Of dogs and baseballs
By Jim Gates
Sometimes when searching for the answer to a question, we come across something else that just can’t be left alone. I was recently conducting some research on the history of Ladies’ Day at ballparks, an innovative event often attributed to Abner Powell.
Powell was a part-owner and manager of the New Orleans Pelicans during the late 1880s, and he initiated such baseball institutions as Ladies’ Day, rain checks and the infield tarpaulin. These are concepts which are still a regular part of baseball.
However, in the process of reading about his impact on baseball history, I came across a little story which simply must be shared, one that you can really sink your teeth into.
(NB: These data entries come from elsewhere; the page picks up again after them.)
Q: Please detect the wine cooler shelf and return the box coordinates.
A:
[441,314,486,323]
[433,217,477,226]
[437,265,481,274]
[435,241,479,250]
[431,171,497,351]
It was during the dog days of summer in 1886, Aug. 22 to be exact, that Powell was playing outfield for the Cincinnati Red Stockings when William Van Winkle “Chicken” Wolf of the Louisville Colonels came to bat. Wolf lofted a fly ball in Powell’s direction, but before he could collect the ball to return to the infield, he was attacked by a dog that heretofore had been snoozing in the outfield grass.
The dog, perhaps vaguely aware of some canine kinship to a player named Wolf, took hold of Powell’s leg and would not let go, making it possible for Wolf to round the bases. Wolf was credited with a home run, but it is not known whether the dog recorded an RBI assist.
Talk about your dog day afternoon! As immediately noted by a colleague of mine, this would make Powell part of another baseball first, the “inside-the-bark” home run! For Powell, it was clearly a case of ribbies versus rabies.
Now that is something to chew on.
Jim Gates is librarian of the National Baseball Hall of Fame Library.